Local-Only Alternatives
If you require truly local-only AI assistance without any external transmission:
- Continue.dev: Open-source VS Code extension with local LLM support
- Ollama: Run local language models on your machine
- LM Studio: UI for running local language models
- Private deployment: Host Claude or other LLMs internally
These options trade some capability (smaller models, slower inference) for complete data privacy.
Hybrid Approaches
Many teams use hybrid strategies:
For proprietary code: Use local models via Continue.dev
For open source: Use WindSurf for speed and capability
For client projects: Use enterprise/private deployment
This balances productivity with privacy requirements.
Configuration Best Practices for Privacy
If using WindSurf, configure it conservatively:
{
"windsurf": {
"context": {
"maxFiles": 5,
"maxFileSize": 50000,
"includePatterns": ["src/**", "lib/**"],
"excludePatterns": [
"**/node_modules/**",
"**/.git/**",
"**/dist/**",
"**/*.env",
"**/*secret*",
"**/*key*",
"**/*token*",
"**/*credential*"
]
},
"features": {
"cascade": false,
"chat": true,
"autocomplete": true
}
}
}
This configuration:
- Limits context to 5 files max
- Excludes node_modules and build artifacts
- Blocks any files with secrets in the name
- Disables Cascade (which needs broader context)

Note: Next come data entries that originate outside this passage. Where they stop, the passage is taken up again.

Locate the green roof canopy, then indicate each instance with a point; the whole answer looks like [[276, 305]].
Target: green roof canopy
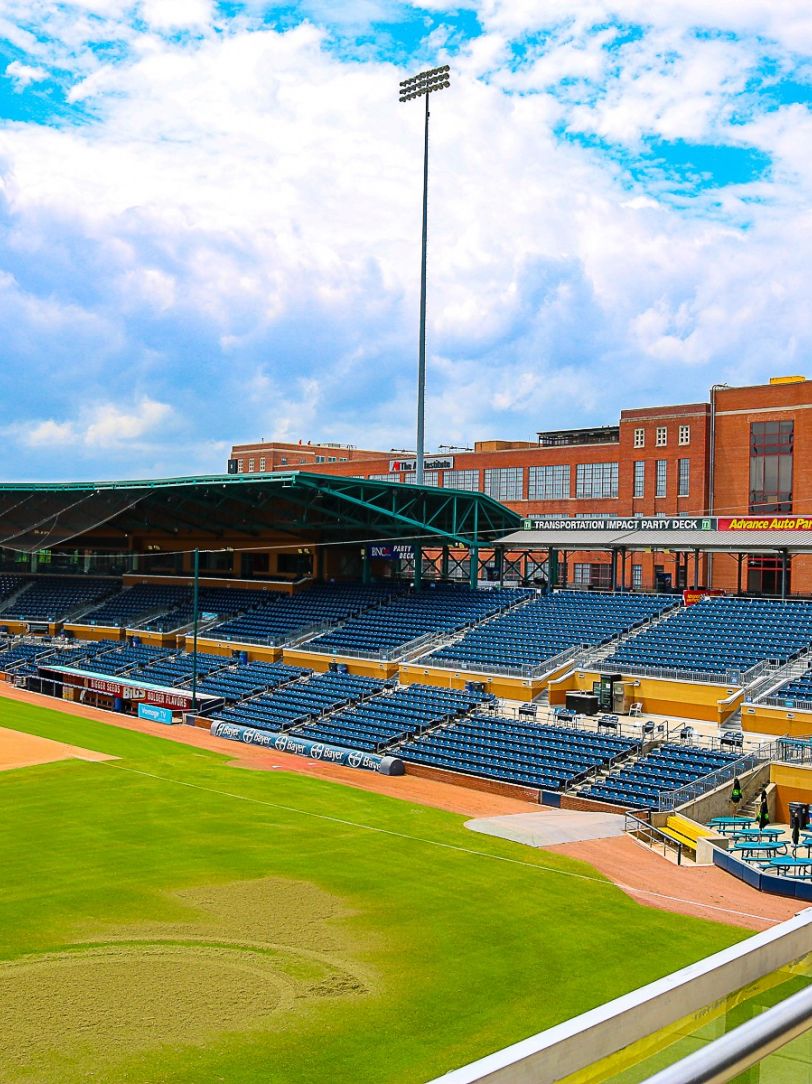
[[36, 516]]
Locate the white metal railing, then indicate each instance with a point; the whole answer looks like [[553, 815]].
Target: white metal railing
[[672, 799]]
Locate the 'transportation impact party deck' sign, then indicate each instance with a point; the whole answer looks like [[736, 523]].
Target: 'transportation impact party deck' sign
[[316, 750]]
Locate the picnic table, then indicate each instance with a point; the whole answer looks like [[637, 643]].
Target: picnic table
[[726, 825], [765, 850], [785, 863], [757, 834]]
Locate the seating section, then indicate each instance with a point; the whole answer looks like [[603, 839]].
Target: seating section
[[385, 719], [121, 660], [301, 701], [668, 768], [532, 755], [796, 692], [55, 597], [239, 682], [546, 627], [179, 669], [443, 608], [20, 658], [137, 603], [721, 635], [223, 602], [282, 617]]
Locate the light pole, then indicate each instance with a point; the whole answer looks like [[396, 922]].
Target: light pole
[[421, 86]]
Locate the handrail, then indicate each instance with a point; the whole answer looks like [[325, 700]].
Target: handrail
[[635, 826], [730, 1055], [672, 799]]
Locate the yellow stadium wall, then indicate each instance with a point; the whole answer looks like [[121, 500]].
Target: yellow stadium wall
[[511, 688], [659, 696], [364, 668], [783, 722], [791, 785]]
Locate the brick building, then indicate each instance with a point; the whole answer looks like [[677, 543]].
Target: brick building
[[745, 451]]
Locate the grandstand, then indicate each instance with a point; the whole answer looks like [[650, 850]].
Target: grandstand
[[667, 768], [281, 618], [530, 635], [723, 639], [55, 598], [422, 615], [391, 717], [525, 753]]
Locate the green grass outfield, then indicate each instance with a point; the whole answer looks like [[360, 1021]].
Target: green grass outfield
[[165, 917]]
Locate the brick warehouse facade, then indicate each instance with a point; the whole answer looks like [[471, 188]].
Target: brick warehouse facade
[[745, 451]]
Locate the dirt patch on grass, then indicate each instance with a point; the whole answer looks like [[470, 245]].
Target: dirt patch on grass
[[24, 750], [247, 958]]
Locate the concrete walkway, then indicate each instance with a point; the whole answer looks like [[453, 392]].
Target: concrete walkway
[[550, 827]]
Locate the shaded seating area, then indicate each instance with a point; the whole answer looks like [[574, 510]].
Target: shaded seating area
[[301, 701], [385, 719], [241, 681], [56, 597], [668, 768], [433, 610], [546, 627], [282, 617], [721, 635], [531, 755]]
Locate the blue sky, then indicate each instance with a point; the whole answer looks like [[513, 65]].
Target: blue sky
[[209, 219]]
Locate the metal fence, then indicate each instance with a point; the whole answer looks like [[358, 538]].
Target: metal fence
[[672, 799]]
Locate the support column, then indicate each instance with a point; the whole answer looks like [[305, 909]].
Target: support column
[[553, 569], [417, 577]]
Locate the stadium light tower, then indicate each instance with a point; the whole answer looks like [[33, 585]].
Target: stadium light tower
[[422, 86]]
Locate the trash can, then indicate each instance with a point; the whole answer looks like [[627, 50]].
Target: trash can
[[801, 811]]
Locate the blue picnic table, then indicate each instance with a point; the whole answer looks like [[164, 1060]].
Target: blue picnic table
[[786, 863]]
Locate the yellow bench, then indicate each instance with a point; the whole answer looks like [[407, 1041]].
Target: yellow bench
[[684, 830]]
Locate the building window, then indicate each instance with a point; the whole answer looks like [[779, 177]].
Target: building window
[[462, 479], [640, 478], [683, 477], [771, 466], [504, 484], [661, 478], [592, 576], [595, 480], [549, 484]]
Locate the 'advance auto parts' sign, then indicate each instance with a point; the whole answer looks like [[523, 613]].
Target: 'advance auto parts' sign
[[765, 524]]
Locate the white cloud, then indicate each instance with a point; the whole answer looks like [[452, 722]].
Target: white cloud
[[24, 75], [237, 234]]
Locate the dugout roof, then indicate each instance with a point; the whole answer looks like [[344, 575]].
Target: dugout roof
[[224, 507]]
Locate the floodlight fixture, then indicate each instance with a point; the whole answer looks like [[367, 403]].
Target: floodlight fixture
[[423, 85]]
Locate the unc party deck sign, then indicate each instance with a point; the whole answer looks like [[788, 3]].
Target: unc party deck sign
[[316, 750]]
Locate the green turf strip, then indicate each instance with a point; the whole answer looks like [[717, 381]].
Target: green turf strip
[[437, 945]]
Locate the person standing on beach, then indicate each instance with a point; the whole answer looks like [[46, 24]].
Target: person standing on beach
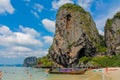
[[0, 75]]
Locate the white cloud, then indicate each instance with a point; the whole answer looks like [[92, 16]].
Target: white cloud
[[6, 7], [86, 4], [101, 32], [57, 3], [38, 7], [48, 39], [49, 24], [35, 14], [24, 43]]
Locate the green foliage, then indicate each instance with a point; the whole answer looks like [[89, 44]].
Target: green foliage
[[102, 61], [45, 61], [109, 23], [117, 15], [101, 48]]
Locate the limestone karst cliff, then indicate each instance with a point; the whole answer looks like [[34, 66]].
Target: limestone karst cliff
[[30, 61], [112, 35], [75, 36]]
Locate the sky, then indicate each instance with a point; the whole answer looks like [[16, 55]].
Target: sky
[[27, 27]]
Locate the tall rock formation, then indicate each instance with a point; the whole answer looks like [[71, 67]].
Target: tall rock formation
[[75, 36], [112, 35], [30, 61]]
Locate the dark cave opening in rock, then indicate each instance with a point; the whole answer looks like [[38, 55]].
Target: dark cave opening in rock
[[81, 53]]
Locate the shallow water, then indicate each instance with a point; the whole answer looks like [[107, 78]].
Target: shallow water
[[23, 73]]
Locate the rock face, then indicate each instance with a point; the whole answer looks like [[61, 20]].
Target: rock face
[[112, 35], [75, 36], [30, 61]]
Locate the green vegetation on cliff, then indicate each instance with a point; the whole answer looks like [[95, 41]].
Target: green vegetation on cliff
[[45, 62], [102, 61], [72, 7], [109, 23], [117, 15]]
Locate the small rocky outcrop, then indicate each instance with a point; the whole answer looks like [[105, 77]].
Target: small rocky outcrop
[[75, 36], [112, 35], [30, 62]]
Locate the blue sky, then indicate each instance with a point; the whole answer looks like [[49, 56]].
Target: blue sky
[[27, 26]]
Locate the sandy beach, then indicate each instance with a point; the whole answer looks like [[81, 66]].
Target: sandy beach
[[92, 74], [105, 74]]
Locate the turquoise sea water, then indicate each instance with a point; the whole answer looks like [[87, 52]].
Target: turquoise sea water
[[23, 73]]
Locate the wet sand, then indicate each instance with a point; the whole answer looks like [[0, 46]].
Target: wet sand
[[93, 74]]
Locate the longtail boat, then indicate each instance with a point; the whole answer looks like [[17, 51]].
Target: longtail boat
[[66, 71]]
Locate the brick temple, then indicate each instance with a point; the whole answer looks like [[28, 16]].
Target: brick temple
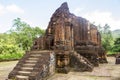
[[70, 43]]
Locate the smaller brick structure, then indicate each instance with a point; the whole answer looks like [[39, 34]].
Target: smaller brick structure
[[117, 59]]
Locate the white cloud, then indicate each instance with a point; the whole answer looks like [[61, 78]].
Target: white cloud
[[103, 18], [14, 9], [99, 17], [77, 11], [10, 9]]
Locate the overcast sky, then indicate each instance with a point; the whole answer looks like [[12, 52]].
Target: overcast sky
[[38, 12]]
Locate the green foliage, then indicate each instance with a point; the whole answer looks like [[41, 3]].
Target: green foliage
[[116, 33], [116, 47], [20, 37], [24, 33]]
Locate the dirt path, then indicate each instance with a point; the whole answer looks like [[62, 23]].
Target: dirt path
[[5, 68], [108, 71]]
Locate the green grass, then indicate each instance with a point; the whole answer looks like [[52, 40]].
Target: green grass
[[14, 56]]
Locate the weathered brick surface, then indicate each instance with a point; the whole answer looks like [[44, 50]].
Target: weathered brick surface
[[74, 40]]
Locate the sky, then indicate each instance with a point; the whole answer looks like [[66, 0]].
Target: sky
[[38, 12]]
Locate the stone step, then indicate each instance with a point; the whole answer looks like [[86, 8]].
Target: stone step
[[18, 77], [29, 64], [24, 72], [27, 68], [35, 55], [31, 61], [33, 58]]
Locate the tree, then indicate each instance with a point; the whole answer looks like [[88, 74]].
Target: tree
[[24, 33]]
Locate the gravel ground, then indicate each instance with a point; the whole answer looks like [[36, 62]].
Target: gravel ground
[[108, 71]]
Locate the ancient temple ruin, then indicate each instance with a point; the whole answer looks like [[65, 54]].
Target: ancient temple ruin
[[70, 42]]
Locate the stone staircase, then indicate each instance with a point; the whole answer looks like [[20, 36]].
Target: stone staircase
[[33, 66], [80, 63]]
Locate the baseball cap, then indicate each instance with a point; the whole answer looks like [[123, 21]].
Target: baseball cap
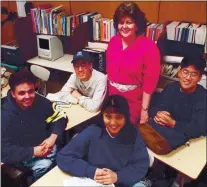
[[81, 55]]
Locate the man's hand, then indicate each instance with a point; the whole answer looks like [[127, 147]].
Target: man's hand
[[76, 94], [99, 172], [49, 142], [144, 116], [164, 118], [106, 177], [40, 151]]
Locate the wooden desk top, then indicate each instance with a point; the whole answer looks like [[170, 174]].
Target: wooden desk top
[[189, 160], [77, 114], [63, 63], [54, 177]]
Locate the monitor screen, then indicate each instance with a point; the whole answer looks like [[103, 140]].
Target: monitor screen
[[44, 43]]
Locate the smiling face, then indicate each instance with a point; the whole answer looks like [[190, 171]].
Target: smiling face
[[127, 27], [189, 77], [24, 95], [114, 122], [83, 69]]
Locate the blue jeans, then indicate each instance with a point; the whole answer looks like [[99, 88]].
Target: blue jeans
[[40, 165], [139, 184]]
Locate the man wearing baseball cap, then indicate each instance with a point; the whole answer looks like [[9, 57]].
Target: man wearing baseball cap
[[86, 86]]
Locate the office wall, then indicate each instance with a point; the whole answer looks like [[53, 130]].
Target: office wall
[[183, 11], [7, 31], [158, 11], [107, 9]]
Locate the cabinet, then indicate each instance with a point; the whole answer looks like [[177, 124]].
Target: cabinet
[[27, 41]]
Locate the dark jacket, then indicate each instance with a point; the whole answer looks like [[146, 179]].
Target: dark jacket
[[93, 148], [188, 110], [23, 130]]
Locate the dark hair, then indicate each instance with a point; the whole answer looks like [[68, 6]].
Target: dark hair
[[21, 77], [117, 104], [132, 10], [197, 62]]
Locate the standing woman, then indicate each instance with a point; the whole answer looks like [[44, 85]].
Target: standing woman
[[132, 61]]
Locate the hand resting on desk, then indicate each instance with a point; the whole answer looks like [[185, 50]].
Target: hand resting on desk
[[62, 97]]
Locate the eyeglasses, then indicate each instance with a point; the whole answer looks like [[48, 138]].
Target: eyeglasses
[[80, 65], [185, 73]]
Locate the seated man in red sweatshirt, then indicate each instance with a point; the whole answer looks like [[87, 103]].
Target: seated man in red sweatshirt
[[180, 113], [30, 126]]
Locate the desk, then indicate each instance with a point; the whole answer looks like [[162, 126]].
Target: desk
[[63, 63], [54, 177], [189, 160], [77, 114]]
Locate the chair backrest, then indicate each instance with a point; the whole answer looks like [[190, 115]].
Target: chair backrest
[[40, 72]]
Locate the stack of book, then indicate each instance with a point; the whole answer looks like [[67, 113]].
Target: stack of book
[[186, 32], [103, 28], [55, 21], [154, 30]]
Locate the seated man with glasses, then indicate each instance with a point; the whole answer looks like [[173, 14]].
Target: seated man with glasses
[[86, 86], [180, 113]]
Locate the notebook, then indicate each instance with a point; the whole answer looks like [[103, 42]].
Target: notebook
[[83, 181]]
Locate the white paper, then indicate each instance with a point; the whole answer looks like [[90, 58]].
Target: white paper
[[21, 8], [83, 181]]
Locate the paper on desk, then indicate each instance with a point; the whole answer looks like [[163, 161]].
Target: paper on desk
[[83, 181], [62, 97]]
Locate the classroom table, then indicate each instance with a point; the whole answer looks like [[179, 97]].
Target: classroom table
[[187, 159], [77, 114], [63, 63], [54, 177]]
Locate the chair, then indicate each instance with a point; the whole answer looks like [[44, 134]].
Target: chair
[[43, 74]]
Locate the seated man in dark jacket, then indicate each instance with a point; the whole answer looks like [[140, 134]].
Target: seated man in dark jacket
[[181, 111], [30, 126]]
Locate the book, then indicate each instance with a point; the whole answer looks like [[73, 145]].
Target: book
[[98, 59], [62, 97], [83, 181]]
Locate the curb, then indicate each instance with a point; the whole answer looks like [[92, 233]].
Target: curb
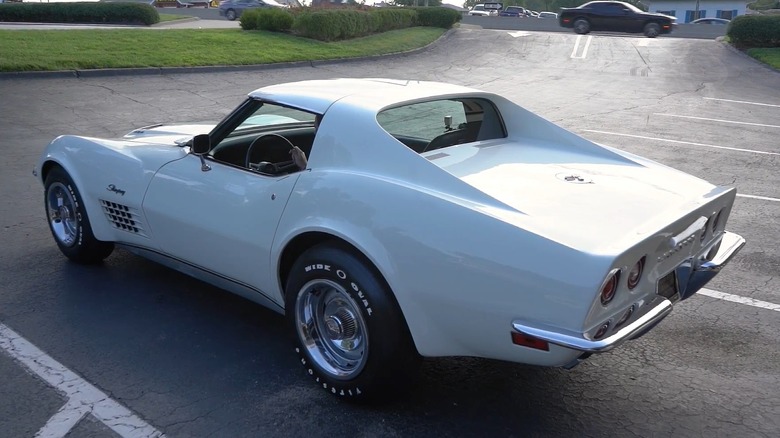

Understanding Codeium’s Privacy Model
Codeium publishes security documentation explaining their approach:
- No training on your code: Your code is not used to train their AI models
- Encryption in transit: All data sent uses TLS 1.2+
- Optional retention: Requests can be configured not to be stored
- GDPR/CCPA compliance: Respects regional privacy laws
For enterprise customers, Codeium offers:
- VPC deployment (private network)
- SOC 2 Type II certification
- Custom data retention policies
- Audit logging
Comparing Data Handling Across AI Editors
| Tool | Transmission | Local Storage | Enterprise Option |
|---|---|---|---|
| WindSurf | File + metadata | Temporary | VPC deployment |
| Copilot | Snippet + context | No | Organization controls |
| Claude Code | Selected files | Project cache | Claude Enterprise |
| Cursor | Similar to VS Code | Configurable | Available |
Each has different privacy models—choose based on your requirements.
Industry-Specific Considerations
Healthcare (HIPAA)
- Cannot use cloud-based tools without business associate agreements
- Require local deployment or HIPAA-compliant cloud services
- Patient data must never leave your infrastructure
Financial (SOC 2)
- Requires SOC 2 Type II certification
- Encryption and audit logging mandatory
- Some tools provide this; others don’t
Government (FedRAMP)
- Typically requires Government Cloud deployment
- Restricted to US-based data centers
- Few AI tools meet these requirements
General Business
- Standard security practices usually sufficient
- Encryption in transit and at rest standard
- GDPR compliance important for EU operations
Setting Up Security Monitoring
Monitor what your AI tool sends by configuring your firewall:
# Mac: Monitor outbound connections
sudo lsof -i -P -n | grep ESTABLISHED | grep -i "windsurf\|codeium"
# Linux: Monitor DNS queries
sudo tcpdump -i any -n "port 53" | grep codeium
This helps verify that external services are only accessed for AI operations, not for data exfiltration.
Audit and Compliance Records
For compliance purposes, maintain records of:
- Which AI tools are authorized
- What data classification each tool can access
- Security assessments for each tool
- Incident reports if any data is exposed
This documentation helps with security reviews and regulatory compliance.